Bien évidemment, personne ne les écoute et c’est tout un mécanisme qui se met en place. Les agents de la réserve préviennent les soldats et c’est le début d’une course poursuite qui s’achèvera en avril 1879. De manière tragique, vous vous doutez bien. 3000 Cheyennes affamés et affaiblis contre 14 000 soldats. Rien de moins. La chose qui fait sourire, c’est que malgré leur nombre largement supérieur, les soldats auront bien du mal à repérer les traces des Indiens.

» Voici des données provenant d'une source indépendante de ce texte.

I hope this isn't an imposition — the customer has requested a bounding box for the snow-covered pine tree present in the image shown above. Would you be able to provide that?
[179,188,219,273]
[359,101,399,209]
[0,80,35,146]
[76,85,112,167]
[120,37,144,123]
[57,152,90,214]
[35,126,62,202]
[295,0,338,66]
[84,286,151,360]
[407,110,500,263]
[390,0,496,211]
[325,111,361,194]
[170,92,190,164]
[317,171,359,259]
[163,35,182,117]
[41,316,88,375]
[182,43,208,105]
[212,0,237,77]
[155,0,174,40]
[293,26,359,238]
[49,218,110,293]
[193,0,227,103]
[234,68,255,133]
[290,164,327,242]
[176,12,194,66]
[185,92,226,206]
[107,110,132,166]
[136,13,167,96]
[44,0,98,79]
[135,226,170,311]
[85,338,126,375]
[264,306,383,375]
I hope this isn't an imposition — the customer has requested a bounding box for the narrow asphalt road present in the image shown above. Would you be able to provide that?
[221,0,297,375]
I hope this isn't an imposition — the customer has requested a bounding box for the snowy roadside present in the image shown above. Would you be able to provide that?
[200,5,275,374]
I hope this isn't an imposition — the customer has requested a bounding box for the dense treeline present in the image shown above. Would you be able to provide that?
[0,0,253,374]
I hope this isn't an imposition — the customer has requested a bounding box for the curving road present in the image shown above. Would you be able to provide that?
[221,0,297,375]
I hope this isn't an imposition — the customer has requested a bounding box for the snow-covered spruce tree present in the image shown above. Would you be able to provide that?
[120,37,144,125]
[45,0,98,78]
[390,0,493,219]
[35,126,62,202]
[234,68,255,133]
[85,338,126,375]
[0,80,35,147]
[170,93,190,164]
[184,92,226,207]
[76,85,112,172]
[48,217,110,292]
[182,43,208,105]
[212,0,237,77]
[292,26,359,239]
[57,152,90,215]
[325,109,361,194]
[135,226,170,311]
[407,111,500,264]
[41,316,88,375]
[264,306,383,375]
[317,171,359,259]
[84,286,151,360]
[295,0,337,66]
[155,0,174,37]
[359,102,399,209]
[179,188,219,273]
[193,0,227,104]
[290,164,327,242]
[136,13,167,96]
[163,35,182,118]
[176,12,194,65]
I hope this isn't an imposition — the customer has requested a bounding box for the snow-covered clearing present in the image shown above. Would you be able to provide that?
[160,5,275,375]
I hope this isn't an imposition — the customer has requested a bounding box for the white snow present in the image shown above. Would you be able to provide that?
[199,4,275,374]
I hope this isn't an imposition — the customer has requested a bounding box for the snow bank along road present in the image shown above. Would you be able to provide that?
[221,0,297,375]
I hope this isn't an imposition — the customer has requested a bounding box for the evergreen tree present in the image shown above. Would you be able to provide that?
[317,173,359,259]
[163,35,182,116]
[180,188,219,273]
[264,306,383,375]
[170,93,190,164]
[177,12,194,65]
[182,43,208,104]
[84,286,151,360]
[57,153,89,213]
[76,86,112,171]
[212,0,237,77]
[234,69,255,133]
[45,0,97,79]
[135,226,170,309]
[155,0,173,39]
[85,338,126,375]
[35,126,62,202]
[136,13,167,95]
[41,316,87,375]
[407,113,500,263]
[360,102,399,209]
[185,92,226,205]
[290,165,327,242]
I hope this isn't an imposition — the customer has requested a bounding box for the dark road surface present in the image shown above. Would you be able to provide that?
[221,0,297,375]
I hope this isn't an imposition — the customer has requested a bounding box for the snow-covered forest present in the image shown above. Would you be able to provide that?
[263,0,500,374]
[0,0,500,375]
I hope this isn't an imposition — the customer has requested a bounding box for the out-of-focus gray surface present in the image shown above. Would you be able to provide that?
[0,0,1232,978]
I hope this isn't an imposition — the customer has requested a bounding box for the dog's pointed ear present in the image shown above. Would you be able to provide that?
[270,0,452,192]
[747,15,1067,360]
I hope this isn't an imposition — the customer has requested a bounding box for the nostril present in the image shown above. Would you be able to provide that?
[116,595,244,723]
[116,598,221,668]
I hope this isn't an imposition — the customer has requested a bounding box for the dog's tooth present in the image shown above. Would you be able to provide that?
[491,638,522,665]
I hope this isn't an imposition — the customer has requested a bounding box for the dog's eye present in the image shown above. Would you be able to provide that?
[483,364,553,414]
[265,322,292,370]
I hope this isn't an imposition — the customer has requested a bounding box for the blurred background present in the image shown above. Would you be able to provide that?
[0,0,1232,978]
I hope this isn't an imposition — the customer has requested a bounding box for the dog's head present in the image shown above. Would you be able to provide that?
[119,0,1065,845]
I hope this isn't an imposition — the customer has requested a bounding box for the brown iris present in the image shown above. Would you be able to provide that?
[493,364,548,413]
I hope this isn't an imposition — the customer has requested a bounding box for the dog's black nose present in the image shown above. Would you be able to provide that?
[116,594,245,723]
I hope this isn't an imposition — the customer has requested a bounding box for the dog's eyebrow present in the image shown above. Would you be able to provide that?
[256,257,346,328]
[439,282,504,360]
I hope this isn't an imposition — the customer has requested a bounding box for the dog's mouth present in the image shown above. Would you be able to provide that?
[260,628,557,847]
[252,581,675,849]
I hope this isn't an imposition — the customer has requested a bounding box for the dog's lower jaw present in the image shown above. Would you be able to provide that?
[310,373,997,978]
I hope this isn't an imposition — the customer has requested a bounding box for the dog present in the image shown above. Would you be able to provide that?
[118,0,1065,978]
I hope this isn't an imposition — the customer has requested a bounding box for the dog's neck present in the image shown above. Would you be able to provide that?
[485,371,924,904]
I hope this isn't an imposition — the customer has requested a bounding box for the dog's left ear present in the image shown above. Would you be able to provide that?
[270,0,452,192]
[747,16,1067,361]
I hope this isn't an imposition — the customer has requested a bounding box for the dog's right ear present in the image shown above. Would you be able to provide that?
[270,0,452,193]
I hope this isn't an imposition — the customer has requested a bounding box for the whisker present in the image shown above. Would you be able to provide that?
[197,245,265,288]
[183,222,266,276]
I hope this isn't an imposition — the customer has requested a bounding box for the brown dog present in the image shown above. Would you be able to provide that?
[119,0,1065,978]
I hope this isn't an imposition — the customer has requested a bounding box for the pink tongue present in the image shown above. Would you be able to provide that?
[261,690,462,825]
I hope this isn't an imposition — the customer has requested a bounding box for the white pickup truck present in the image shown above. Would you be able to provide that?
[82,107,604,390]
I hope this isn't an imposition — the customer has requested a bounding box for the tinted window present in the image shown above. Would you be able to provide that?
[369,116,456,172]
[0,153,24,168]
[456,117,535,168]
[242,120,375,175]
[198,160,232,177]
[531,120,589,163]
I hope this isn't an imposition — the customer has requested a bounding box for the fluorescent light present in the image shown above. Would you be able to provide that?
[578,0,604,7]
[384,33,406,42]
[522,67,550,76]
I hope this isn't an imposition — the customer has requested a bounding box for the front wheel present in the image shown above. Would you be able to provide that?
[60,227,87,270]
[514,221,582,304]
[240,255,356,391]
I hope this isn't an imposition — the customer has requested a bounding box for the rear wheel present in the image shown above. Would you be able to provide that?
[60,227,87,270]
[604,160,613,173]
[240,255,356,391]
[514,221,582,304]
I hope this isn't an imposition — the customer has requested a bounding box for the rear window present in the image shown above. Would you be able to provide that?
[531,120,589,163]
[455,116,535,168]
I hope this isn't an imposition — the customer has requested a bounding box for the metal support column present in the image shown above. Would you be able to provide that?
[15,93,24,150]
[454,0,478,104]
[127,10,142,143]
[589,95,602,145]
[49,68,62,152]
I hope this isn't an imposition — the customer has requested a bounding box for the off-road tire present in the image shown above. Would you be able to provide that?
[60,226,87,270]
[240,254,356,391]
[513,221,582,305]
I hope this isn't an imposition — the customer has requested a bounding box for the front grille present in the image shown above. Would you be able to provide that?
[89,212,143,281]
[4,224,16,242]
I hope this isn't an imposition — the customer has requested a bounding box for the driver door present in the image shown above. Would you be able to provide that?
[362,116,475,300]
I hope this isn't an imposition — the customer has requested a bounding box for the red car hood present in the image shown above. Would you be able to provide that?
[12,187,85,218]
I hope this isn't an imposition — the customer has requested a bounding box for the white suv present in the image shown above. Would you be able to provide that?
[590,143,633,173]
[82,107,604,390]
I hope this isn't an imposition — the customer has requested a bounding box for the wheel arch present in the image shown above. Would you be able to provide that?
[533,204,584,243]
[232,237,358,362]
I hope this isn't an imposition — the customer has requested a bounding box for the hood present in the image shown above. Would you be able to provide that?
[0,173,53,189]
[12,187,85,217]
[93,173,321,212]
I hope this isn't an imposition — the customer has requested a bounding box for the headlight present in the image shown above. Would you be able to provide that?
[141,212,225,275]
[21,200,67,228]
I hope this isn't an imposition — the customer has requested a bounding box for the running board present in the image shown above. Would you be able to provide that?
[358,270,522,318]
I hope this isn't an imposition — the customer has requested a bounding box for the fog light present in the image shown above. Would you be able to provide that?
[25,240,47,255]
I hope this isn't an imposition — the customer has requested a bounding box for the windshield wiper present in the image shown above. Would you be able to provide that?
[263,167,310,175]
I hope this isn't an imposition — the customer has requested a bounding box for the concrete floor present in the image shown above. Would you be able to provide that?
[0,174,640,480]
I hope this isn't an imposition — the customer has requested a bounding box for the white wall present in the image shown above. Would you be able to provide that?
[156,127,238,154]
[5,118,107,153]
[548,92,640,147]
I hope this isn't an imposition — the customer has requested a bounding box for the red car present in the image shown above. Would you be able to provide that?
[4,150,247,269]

Le pouvoir tentera d’effacer cette bavure en modifiant les faits lors de l’interview accordé par le général Sherman aux représentants du New York Herald. Mais heureusement que, même à cette époque, il y avait quelques Blancs dévoués à la cause indienne, en particulier un journaliste du Daily Herald d’Ohama, dans le Nebraska, pour écrire, dans l’éditorial du 17 janvier 1879 que « cette affaire cheyennes est dans la ligne de toute la politique du Bureau des Affaires indiennes. C’est une honte pour les Etats-Unis ». Malheureusement, tout fut assez vite oublié, comme toute chose encombrante pour un pouvoir en place. On peut remercier Howard Fast d’avoir romancé cette histoire vraie pour faire ressurgir la vérité à travers une enquête qu’il a mené lui-même, malgré les difficultés qui se sont dressées, en particulier la barrière du langage : « Les très vieux Indiens qui se souvenaient de l’évasion vers le nord n’avaient jamais appris à s’exprimer correctement en anglais. Ils parlaient encore leur langue complexe et merveilleusement musicale, mais je ne rencontrai personne ou presque capable de m’aider à la traduire clairement. »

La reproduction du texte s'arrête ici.